Avrebbero finalmente aperto quella pasticceria, quella del nonno, quella di famiglia. La sua pasticceria, dove avrebbe potuto fare ciò che amava e con chi amava.

Avrebbero aperto la vecchia finestra che, con un ampio davanzale, dava sulla strada, che pochi giorni l’anno – quei giorni – era gremita di persone. Perché finalmente ne aveva il coraggio.

Abbracciò forte Elio, che in risposta le posò un baciò sulla fronte. Poi uno sul naso, sulla guancia, e troppi sulla bocca.

Gli spazi aperti erano dappertutto. Anche dentro di lei, che ormai non ne aveva più paura.

 

Ah, continuavano a baciarsi, e a me piace ricordarli così. A quella fiera dell’Est, che si era dimostrata per una volta utile.

 

 

 

2010, Luglio.

 

Era un vestito bellissimo. Lungo, ricamato, floreale, candido, addirittura odoroso di mandorle.

<< A profumare sei tu. >>

Ma lei poco ci credeva.

Era una giornata bellissima. La più bella, la più indimenticabile. Di sempre.

E poi la musica iniziò a diffondersi nell’aria. Tutta quella iniziale ansietà, attesa, le crisi isteriche e i ripensamenti erano scomparsi, mentre la marcia nuziale le imponeva un passo leggero. E volava, ma solo perché Elio, accanto all’altare, era in alto come un angelo, tanto meravigliosa ed emozionante era la sua visione.

<< Ti amo. >>

<< Ti amo. >>

<< Purtroppo lo so. >>

<< Sei bellissima. >>

<< E tu presbite. >>

<< Ti voglio. >>

<< No, mi dispiace. >>

<< Cosa!? >>

<< Sì.

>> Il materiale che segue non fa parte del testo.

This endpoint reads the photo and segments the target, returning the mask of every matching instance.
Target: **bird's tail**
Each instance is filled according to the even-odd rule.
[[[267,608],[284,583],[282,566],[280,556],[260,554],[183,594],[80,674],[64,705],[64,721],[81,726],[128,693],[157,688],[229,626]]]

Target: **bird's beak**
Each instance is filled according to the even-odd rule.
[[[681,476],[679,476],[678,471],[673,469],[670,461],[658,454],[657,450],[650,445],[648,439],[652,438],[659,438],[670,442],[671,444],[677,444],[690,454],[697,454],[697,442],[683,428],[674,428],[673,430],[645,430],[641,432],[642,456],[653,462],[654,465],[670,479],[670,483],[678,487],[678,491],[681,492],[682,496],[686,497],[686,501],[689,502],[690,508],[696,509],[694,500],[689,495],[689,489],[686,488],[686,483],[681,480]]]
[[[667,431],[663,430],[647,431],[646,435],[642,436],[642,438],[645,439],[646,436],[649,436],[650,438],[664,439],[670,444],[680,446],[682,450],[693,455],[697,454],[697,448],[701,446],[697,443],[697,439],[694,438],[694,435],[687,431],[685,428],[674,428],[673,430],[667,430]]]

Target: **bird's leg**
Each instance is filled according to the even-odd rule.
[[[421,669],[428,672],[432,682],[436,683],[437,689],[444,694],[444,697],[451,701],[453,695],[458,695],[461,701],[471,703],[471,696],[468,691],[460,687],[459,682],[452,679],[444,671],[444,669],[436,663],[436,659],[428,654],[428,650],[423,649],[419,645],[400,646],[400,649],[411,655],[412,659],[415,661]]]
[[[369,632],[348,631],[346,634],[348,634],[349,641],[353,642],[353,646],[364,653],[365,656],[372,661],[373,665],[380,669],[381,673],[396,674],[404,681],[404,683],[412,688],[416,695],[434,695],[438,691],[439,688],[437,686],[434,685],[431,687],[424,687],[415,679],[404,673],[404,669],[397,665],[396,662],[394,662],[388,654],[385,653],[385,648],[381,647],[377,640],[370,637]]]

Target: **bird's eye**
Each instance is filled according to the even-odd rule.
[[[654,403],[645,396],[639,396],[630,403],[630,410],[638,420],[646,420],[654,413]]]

LO voglio. >>

 

Da lontano, fuori dalla portata di occhi indiscreti, il topino Mik era inseguito da un gatto, che sfuggiva a un Cocker (che di nome faceva Bill), dietro cui correva un accalappiacani armato di bastone, che stava bruciando perché finito su una fiaccola della parata mezza spenta mentre un’anziana donna si accingeva a svuotare dal balcone un secchio d’acqua sporca.. .

 

 

 

 

 

 

 

 

 

 

***

Note autrice: nelle poche righe finali ho voluto rendere “reale” la canzone di Branduardi, riprendendola frase dopo frase (sebbene non completandola).

*Battuta in Cattivissimo me di Agnes (adorabilissima!)

Quando si và avanti, capita di incrociare qualcuno. Dove c’è tanta gente, ma quel qualcuno non è più “tanta gente”.

Dedicata alla migliore amica di sempre. La mia (senza modestia alcuna).